May 27, 2026

The African Tribune

Bold, independent reporting on Africa's most important stories, in English, every day.

JNIM’s strategic shift reshapes Mali’s security landscape

The northern and central regions of Mali are no longer just battlegrounds for sporadic armed clashes. For years now, these areas have been trapped in a relentless cycle of warfare and civilian exhaustion. Recent offensives by the Group for the Support of Islam and Muslims (JNIM) and the Azavad Liberation Front (FLA)—targeting military outposts, supply convoys, and critical road infrastructure—reveal a dramatic strategic evolution.

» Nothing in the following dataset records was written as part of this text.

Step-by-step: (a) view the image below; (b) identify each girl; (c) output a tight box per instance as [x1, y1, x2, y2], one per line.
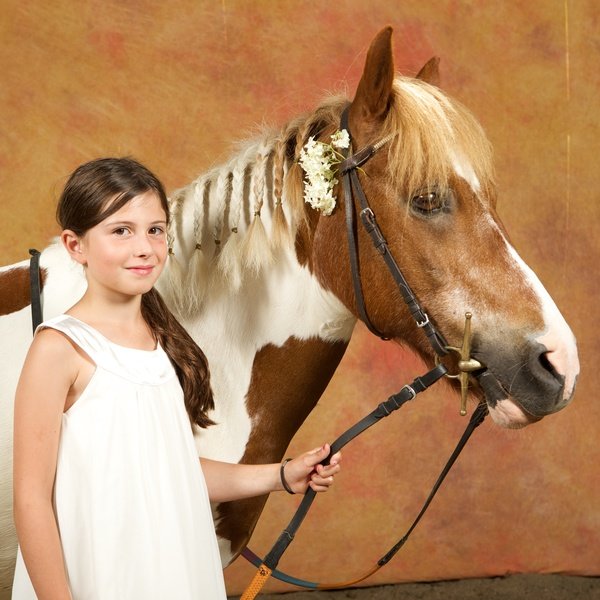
[13, 159, 340, 600]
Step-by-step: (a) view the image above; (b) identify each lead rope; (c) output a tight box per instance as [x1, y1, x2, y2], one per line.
[240, 364, 454, 600]
[242, 402, 488, 598]
[29, 248, 42, 333]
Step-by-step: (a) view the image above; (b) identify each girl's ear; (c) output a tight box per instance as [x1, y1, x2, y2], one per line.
[60, 229, 87, 265]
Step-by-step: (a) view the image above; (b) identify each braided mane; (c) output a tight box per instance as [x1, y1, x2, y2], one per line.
[165, 77, 493, 315]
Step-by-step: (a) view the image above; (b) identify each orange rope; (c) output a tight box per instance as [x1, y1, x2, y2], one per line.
[240, 565, 272, 600]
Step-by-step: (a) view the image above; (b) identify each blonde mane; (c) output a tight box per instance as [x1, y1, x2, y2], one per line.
[163, 77, 493, 316]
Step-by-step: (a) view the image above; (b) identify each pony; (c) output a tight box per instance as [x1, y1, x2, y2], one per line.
[0, 27, 579, 590]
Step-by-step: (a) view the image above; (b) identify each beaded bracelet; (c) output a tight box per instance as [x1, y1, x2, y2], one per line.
[279, 458, 296, 494]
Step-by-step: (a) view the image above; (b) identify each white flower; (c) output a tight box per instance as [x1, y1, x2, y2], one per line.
[331, 129, 350, 148]
[299, 129, 350, 216]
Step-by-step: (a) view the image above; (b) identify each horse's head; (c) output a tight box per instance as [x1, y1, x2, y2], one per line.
[302, 28, 579, 427]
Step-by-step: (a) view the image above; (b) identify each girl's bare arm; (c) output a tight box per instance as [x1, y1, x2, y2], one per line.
[200, 444, 341, 502]
[13, 329, 77, 600]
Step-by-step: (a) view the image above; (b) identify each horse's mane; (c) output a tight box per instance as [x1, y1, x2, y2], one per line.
[166, 77, 493, 315]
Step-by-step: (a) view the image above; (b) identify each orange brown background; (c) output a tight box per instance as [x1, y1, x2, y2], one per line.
[0, 0, 600, 593]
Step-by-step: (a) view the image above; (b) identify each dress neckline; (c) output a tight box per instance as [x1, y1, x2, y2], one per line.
[64, 313, 162, 354]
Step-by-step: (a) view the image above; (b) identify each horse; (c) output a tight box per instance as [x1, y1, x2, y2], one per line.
[0, 27, 579, 589]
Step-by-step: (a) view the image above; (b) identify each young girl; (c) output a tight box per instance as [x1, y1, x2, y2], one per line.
[13, 159, 340, 600]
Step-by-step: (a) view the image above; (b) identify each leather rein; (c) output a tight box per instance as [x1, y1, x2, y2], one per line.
[240, 106, 488, 600]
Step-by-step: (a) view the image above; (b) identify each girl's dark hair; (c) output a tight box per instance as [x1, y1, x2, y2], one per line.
[56, 158, 214, 427]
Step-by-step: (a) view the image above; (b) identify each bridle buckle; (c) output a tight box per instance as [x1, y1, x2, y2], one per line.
[436, 312, 485, 416]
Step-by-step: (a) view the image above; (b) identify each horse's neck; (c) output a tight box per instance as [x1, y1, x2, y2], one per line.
[158, 136, 355, 461]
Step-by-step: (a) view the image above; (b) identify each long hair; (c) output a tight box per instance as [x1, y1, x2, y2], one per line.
[56, 158, 214, 427]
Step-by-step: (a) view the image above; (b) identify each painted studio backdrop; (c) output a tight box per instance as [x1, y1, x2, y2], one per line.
[0, 0, 600, 594]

From territorial control to systemic erosion

The shift is profound. These armed factions no longer prioritize capturing towns or staging high-impact attacks. Instead, they aim to progressively sever state authority, pushing the military junta to the brink in its last bastion: Bamako. The conflict’s core has shifted from who holds what to who can still move freely—people, goods, fuel, administrative staff, or public services.

A war against mobility

For months, roadways and military convoys have come under intensified assault. In some regions, even routine administrative travel now requires armed escorts, straining both the military and the state’s ability to function beyond major urban centers. The JNIM has grasped a critical truth: in a nation already weakened by institutional, economic, and security crises, attrition can achieve more politically than open confrontation.

This approach is less resource-intensive than frontal warfare. It forces enemy forces to scatter, inflates security expenditures, and fosters a climate of perpetual insecurity. The result? Collective fatigue—military, economic, and social. In rural zones, the crisis has evolved from armed presence to the gradual collapse of stable governance.

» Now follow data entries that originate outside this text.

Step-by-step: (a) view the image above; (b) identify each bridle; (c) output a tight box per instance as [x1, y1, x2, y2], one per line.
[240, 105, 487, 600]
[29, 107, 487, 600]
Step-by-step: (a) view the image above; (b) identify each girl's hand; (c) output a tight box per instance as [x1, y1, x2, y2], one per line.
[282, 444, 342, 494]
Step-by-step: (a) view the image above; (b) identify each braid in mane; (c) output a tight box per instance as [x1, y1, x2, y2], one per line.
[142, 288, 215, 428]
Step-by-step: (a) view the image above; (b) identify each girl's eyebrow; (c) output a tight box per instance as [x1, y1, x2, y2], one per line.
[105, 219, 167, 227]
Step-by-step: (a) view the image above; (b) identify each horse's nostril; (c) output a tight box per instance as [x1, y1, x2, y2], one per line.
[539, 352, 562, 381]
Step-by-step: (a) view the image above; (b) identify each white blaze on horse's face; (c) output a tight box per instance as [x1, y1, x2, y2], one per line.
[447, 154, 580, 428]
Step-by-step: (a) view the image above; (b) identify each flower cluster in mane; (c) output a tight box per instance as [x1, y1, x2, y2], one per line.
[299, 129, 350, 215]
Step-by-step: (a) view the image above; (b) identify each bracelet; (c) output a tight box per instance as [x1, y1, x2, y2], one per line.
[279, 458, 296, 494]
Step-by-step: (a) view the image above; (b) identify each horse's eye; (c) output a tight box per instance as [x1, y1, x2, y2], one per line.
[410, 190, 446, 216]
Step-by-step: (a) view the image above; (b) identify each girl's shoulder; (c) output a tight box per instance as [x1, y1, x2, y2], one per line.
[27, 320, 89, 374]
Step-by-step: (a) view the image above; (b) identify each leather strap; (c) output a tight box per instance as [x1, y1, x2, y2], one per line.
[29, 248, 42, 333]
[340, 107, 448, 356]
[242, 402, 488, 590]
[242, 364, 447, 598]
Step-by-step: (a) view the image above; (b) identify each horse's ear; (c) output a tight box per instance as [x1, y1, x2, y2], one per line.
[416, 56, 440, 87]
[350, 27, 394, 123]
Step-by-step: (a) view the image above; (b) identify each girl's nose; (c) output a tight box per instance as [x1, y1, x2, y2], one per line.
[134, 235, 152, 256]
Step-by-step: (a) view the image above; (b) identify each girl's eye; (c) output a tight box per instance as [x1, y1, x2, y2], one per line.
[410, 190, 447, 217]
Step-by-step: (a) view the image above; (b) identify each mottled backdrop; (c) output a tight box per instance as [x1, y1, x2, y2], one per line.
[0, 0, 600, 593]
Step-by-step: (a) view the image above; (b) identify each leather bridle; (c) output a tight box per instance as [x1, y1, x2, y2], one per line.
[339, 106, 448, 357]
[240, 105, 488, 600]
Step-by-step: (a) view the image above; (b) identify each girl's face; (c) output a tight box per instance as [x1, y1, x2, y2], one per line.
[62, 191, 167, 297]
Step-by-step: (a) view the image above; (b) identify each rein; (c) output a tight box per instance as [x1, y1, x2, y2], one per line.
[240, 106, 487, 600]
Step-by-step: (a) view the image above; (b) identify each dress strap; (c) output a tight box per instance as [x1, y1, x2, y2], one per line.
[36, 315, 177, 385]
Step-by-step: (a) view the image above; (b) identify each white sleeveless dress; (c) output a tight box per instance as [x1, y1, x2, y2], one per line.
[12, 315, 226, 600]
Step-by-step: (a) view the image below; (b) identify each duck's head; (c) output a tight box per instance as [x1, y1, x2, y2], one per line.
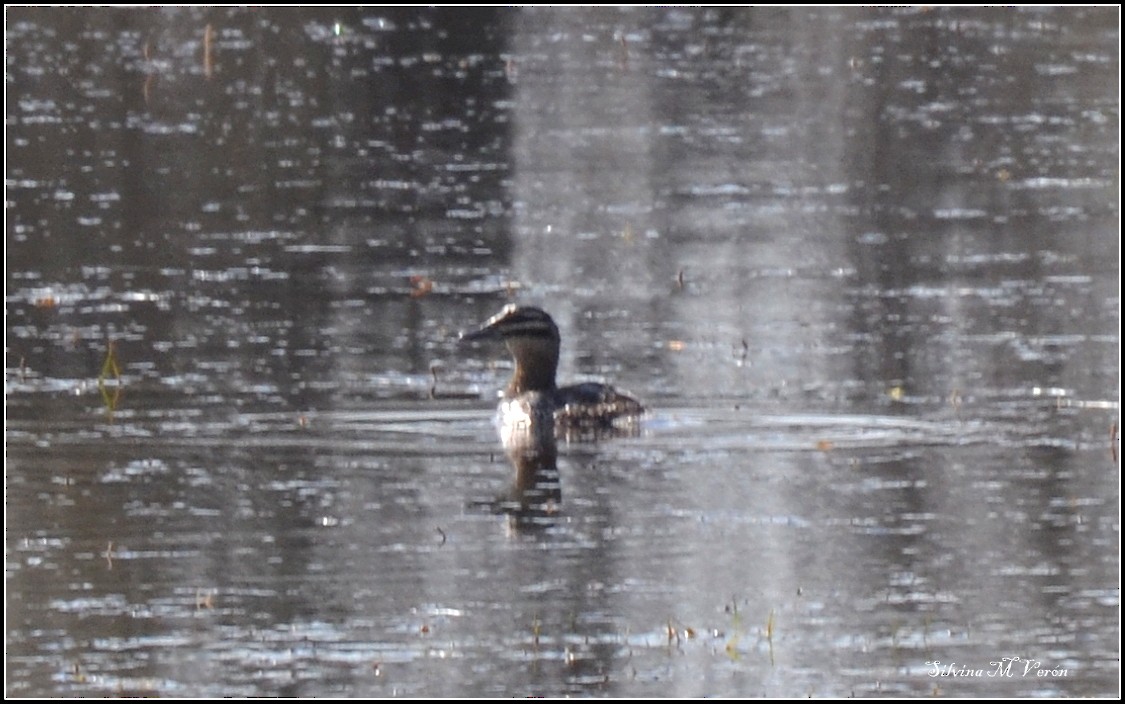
[461, 304, 559, 396]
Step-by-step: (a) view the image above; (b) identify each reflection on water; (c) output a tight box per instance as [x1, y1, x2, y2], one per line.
[6, 8, 1121, 697]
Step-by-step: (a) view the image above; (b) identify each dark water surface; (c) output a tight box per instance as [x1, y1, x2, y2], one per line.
[6, 8, 1121, 697]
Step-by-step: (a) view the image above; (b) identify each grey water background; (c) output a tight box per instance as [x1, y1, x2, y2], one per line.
[5, 8, 1121, 697]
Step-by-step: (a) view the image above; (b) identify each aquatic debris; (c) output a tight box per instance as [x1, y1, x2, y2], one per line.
[98, 340, 122, 423]
[204, 25, 215, 80]
[196, 587, 216, 611]
[411, 274, 433, 298]
[1109, 421, 1121, 464]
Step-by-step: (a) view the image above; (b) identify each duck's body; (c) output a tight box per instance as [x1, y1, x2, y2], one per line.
[461, 305, 645, 431]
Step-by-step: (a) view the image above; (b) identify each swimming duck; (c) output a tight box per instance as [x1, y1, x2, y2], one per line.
[461, 304, 645, 431]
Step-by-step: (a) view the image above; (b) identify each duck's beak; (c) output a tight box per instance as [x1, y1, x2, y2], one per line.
[457, 306, 514, 342]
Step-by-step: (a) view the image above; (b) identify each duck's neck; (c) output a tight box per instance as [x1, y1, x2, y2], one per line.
[506, 339, 559, 397]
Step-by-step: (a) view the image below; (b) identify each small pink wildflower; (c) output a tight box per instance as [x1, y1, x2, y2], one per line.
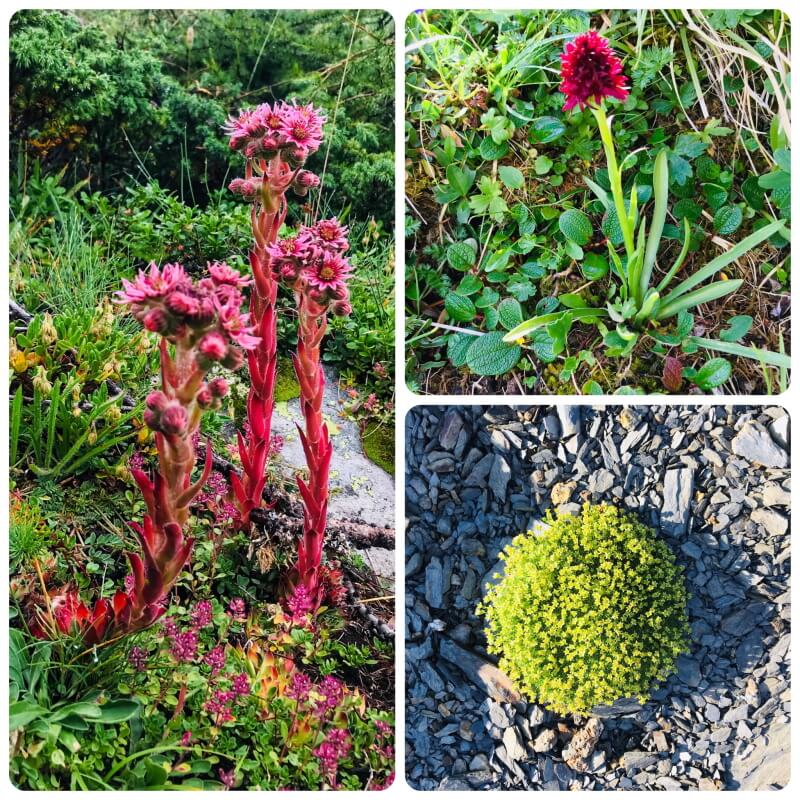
[203, 645, 225, 677]
[219, 767, 236, 789]
[228, 597, 247, 620]
[286, 583, 314, 625]
[203, 689, 236, 725]
[192, 600, 214, 628]
[128, 647, 147, 672]
[314, 675, 344, 717]
[286, 672, 312, 703]
[232, 672, 250, 697]
[170, 630, 198, 663]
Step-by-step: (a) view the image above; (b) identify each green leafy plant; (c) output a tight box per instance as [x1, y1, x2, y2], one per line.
[503, 111, 788, 370]
[479, 504, 689, 714]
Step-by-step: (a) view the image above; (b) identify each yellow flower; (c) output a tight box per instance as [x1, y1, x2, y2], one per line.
[39, 314, 58, 344]
[31, 367, 53, 395]
[11, 350, 28, 372]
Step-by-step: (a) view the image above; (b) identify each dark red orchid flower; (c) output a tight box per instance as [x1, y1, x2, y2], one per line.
[559, 31, 628, 111]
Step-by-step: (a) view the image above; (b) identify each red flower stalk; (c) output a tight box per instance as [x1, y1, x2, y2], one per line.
[36, 264, 258, 644]
[270, 219, 351, 610]
[559, 31, 628, 111]
[226, 102, 324, 525]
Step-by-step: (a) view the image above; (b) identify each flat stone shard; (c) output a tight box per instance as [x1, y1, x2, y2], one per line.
[769, 414, 789, 450]
[661, 467, 694, 536]
[561, 717, 603, 772]
[750, 508, 789, 536]
[556, 406, 581, 438]
[439, 638, 523, 703]
[489, 455, 511, 503]
[731, 422, 789, 469]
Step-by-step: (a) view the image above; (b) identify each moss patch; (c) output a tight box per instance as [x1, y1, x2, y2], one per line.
[275, 358, 300, 403]
[361, 422, 394, 477]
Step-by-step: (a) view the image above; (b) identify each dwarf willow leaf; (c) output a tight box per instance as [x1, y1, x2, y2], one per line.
[467, 332, 522, 375]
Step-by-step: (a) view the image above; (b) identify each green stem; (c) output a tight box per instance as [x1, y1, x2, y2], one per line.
[590, 104, 635, 260]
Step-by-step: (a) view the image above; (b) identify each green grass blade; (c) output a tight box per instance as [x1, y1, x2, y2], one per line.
[689, 336, 791, 371]
[10, 385, 24, 467]
[656, 278, 744, 319]
[43, 381, 61, 467]
[656, 217, 692, 294]
[664, 220, 784, 303]
[503, 308, 608, 343]
[639, 150, 668, 297]
[583, 178, 614, 211]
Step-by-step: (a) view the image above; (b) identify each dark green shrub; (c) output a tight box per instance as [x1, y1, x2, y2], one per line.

Why military dominance isn’t enough

The Malian military regime has staked its legitimacy on restoring security since seizing power. The withdrawal of French forces and the rise of Russian military partnerships were framed as acts of regained sovereignty. Yet sovereignty isn’t measured solely by combat capabilities—it’s also about maintaining territorial continuity, economic flow, and administrative presence.

The paradox is stark: intensified military action hasn’t translated into lasting stability. In some areas, it coexists with the fragmentation of rural spaces, where schools, healthcare, local justice, and critical infrastructure crumble. As public services vanish, communities increasingly rely on parallel systems—vigilante groups, informal arbitration, or survival networks.

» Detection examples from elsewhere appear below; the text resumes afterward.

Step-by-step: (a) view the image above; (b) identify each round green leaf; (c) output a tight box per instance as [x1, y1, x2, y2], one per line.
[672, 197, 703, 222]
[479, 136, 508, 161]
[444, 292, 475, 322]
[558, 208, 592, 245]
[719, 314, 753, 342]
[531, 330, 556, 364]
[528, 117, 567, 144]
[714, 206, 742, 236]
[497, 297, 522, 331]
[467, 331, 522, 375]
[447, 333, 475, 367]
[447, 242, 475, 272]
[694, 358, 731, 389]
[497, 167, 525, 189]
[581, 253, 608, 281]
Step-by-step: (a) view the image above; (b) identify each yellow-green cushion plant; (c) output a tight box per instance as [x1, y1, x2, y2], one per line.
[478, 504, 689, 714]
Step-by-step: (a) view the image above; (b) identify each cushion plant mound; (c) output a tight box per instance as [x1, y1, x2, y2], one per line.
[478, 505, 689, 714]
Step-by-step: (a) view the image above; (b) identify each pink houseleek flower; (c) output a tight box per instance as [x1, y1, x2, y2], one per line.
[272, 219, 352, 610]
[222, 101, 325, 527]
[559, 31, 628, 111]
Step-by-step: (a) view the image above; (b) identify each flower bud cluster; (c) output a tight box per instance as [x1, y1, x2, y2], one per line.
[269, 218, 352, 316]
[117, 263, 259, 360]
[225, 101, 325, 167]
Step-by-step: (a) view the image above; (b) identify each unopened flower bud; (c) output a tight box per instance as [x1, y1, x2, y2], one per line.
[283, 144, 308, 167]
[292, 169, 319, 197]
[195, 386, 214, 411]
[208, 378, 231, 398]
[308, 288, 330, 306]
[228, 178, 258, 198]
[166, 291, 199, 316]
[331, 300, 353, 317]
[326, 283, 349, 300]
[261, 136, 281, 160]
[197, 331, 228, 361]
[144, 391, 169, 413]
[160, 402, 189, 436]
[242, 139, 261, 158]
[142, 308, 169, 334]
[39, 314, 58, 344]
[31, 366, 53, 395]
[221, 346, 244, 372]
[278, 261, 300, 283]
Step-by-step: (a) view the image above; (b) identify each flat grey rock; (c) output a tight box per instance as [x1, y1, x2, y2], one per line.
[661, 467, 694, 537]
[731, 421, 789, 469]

The Sahel’s shifting power dynamics

The Malian crisis is no longer contained within its borders. Across the Sahel, armed actors, local alliances, and clandestine economic networks are rapidly realigning. The porous borders between Mali, Burkina Faso, and Niger enable militant mobility, while state responses remain fragmented. Despite forming a joint security alliance, these nations have struggled to support one another. The JNIM and FLA offensives exposed the fragility of this pact—and the isolation of Bamako’s junta, now dependent on Africa Corps mercenaries.

This asymmetry favors groups that adapt quickly. The JNIM leverages territorial flexibility, local anchoring in certain zones, and integration into informal trade networks. It doesn’t seek to permanently control every area it traverses—but it imposes unsustainable security costs on the state.

The conflict has become a war of endurance. Armed factions aren’t aiming to fully administer territories; they’re preventing the state from functioning normally.

Beyond counterterrorism: the roots of Mali’s crisis

A strictly military lens fails to capture the Sahel’s turmoil. Reducing the conflict to terrorism obscures its social, economic, and territorial dimensions. In rural areas, state abandonment, land disputes, intercommunal rivalries, and structural poverty create enduring vulnerabilities. Armed jihadist groups exploit these fractures—they don’t always create them, but they weaponize them.

The central question is political: how can the state rebuild legitimacy in territories where its presence is intermittent, primarily manifested through military operations? The future of Mali won’t hinge on a single decisive battle, but on the capacity—or failure—to restore stable public governance beyond security campaigns. A war of attrition doesn’t just destroy military positions; it erodes roads, economies, administrations, social bonds, and the very idea of a governed territory.